Quant à Claude, le fils aîné de Gabriel, il demeurait à la Favrière avec
Jeanne de Barbezières qu’il avait épousée le 17 décembre 1575. Claude Le
Mastin était devenu gentilhomme d’honneur de la reine Catherine de Médicis,
gentilhomme d’honneur du roi Henri II, et fut qualifié de chevalier de
l’ordre de Saint-Michel sous Henri IV. C’est à lui que l’on attribue la
construction de la remarquable galerie Renaissance de la Favrière, sans pour
autant détenir aujourd’hui de preuves irréfutables. Claude Le Mastin avait
beau être bien en place auprès de la cour, cela ne l’empêchait pas de tomber
sous le coup de la loi. Il fut convaincu de rapt et condamné à mort par
sentence du prévôt des maréchaux à Angoulême. Il ne dut son salut qu’à des
lettres d’abolition datées d’octobre 1602. Il mourut et fut inhumé dans son
château de la Favrière le 23 février 1623, laissant à son fils Charles le
soin de s’occuper de la Favrière. Ce dernier transmit la propriété tour à
tour à ses deux fils Claude et Henri. Henri Le Mastin avait levé une
compagnie de cavalerie pour le service du roi pendant les troubles de la
minorité de Louis XIV. Il tailla en pièces une troupe de rebelles près de
Saintes et s’opposa aux entreprises du comte Doignon. Il mourut en 1656,
laissant le manoir à Claude, né de son union avec Anne Chesnel. Ce
chevalier, dit marquis de Nuaillé (en Aunis), céda ensuite la demeure à sa
sœur Charlotte, mariée à Charles Audayer. A la Révolution, l’ancienne maison
de maîtres, transformée en ferme générale, fut occupée par les troupes du
général Quétineau dans la nuit du 11 au 12 avril 1793. Deux mille cinq cents
Républicains y bivouaquèrent avant d’aller installer leur artillerie dans le
pré des Justices aux Aubiers. Là, ils luttèrent contre Henri de la
Rochejaquelein qui inaugurait par cet acte le premier de ses combats pour l’

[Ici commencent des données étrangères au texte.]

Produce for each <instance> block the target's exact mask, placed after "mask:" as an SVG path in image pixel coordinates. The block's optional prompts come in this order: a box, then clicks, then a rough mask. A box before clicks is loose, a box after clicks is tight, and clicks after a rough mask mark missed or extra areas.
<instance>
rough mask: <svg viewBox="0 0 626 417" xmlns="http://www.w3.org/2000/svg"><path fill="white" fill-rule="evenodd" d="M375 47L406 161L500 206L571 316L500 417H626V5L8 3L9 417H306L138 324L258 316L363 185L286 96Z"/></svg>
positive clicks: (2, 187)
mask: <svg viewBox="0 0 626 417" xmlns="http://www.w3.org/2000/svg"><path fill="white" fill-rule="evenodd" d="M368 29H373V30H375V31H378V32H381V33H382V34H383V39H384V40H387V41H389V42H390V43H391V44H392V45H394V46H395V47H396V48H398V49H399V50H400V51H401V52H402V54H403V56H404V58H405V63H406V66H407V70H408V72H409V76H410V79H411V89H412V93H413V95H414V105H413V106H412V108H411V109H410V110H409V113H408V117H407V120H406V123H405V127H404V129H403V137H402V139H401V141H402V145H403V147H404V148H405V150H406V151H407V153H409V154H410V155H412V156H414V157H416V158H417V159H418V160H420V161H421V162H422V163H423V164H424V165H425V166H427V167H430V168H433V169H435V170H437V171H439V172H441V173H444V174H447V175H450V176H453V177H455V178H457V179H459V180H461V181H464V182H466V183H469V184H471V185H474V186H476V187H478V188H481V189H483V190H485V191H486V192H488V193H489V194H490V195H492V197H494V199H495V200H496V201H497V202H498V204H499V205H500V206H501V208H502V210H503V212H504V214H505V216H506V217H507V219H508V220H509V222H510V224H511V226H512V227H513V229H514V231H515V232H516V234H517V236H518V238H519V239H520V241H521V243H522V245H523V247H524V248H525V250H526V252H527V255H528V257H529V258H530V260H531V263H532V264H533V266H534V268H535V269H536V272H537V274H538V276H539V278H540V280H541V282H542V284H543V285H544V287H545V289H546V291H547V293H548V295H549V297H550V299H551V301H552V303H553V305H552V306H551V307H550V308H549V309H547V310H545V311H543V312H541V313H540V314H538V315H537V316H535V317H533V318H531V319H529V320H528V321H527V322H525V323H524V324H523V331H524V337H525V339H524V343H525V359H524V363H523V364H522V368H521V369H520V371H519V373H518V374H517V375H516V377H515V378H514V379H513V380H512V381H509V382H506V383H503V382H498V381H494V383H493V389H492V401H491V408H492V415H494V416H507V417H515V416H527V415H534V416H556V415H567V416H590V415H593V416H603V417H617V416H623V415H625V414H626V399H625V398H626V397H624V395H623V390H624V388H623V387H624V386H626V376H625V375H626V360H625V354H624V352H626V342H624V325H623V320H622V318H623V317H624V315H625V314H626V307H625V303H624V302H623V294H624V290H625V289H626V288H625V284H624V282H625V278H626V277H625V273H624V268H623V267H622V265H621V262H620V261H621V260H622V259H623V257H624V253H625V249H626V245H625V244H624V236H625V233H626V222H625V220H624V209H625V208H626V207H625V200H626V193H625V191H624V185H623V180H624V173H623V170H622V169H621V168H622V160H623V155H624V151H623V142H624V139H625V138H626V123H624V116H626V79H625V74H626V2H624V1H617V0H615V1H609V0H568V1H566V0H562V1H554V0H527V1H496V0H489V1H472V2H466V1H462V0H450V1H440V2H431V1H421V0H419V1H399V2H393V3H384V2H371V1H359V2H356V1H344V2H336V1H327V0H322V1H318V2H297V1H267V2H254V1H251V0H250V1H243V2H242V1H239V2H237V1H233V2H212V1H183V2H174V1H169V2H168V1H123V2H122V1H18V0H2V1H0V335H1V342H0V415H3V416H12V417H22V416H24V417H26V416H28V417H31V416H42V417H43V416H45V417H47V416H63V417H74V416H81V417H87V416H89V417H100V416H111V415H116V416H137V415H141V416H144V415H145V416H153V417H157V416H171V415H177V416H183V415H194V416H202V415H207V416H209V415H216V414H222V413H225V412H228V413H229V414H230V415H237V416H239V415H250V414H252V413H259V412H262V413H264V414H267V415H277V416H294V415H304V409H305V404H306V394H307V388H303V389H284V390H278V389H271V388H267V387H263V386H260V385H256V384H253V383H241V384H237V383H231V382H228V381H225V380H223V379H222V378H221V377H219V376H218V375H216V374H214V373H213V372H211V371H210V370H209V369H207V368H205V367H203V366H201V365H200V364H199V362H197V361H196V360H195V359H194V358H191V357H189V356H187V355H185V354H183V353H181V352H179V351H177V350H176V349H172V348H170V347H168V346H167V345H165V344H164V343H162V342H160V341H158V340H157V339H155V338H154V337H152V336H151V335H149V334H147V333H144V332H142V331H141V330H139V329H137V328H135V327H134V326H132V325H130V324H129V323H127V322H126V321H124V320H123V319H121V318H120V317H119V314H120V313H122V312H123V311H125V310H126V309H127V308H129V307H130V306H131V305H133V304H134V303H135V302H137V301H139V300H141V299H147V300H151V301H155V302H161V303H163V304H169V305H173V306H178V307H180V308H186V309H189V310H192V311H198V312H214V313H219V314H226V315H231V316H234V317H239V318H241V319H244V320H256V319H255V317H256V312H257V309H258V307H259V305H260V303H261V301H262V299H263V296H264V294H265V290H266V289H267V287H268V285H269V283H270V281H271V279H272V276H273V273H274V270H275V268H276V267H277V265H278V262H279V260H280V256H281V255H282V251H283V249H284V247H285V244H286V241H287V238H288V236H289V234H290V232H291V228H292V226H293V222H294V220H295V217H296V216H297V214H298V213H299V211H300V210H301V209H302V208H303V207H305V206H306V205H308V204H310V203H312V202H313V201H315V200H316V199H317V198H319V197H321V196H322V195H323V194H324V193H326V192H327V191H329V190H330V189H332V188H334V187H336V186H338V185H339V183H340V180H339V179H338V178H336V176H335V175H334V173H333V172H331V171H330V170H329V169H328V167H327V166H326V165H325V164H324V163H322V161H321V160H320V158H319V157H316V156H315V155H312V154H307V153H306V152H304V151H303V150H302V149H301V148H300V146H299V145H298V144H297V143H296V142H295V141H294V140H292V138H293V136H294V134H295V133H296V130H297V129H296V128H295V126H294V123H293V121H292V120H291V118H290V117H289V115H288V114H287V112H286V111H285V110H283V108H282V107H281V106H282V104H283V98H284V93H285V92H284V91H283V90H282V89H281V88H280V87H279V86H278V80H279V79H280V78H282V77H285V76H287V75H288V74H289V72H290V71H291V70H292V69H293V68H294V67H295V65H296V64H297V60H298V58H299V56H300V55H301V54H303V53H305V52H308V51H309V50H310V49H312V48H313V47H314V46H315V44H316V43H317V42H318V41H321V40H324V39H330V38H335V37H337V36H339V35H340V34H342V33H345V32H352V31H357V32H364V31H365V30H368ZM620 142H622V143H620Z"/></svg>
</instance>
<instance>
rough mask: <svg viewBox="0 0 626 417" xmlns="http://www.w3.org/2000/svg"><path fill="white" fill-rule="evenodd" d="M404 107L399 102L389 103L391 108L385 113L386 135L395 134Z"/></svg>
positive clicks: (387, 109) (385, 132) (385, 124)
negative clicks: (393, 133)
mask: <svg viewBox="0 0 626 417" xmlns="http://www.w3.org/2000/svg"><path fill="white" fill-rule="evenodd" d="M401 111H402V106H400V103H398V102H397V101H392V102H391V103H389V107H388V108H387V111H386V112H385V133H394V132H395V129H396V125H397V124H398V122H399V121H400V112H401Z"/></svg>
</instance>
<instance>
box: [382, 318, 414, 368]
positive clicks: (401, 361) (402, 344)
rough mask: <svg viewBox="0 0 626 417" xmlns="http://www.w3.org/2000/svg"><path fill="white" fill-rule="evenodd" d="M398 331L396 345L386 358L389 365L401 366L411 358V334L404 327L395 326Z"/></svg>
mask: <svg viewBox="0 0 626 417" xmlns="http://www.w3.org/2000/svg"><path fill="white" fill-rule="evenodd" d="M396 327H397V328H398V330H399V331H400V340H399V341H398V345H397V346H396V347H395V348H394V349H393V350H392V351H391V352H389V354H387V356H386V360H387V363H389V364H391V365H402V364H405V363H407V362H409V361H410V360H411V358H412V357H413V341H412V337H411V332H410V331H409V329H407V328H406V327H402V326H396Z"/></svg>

Armée Catholique et Royale. Le jeune chef vendéen mit en déroute la troupe
de Quétineau qui, sans doute dépitée par son échec cuisant, canonna la
chapelle de la Favrière et la détruisit entièrement. Cependant les
Républicains prirent bien garde de préserver la galerie, fleuron de
l’endroit. La Favrière fut par la suite acquise par les Montesquiou-Fezensac
avec le dernier des émigrés. Le marquis Odart de Rilly d’Oizonville la légua
à Mme de Cassagne qui la vendit enfin en 1987 aux actuels propriétaires.
Débarrassée de sa gangue de lierre et d’épines, restaurée avec passion, la
Favrière livre peu à peu tous ses secrets. (1)
Éléments protégés MH : le Corps de logis ; la galerie renaissance ; ma tour
contenant l'escalier faisant corps avec sa tourelle d'angle ; l'escalier ;
l'enceinte avec ses tours : inscription par arrêté du 16 décembre 1987.
manoir de la Favrière 79250 Nueil-les-Aubiers, M. et Mme Maudet, ouvert au
public, visites et expositions en été.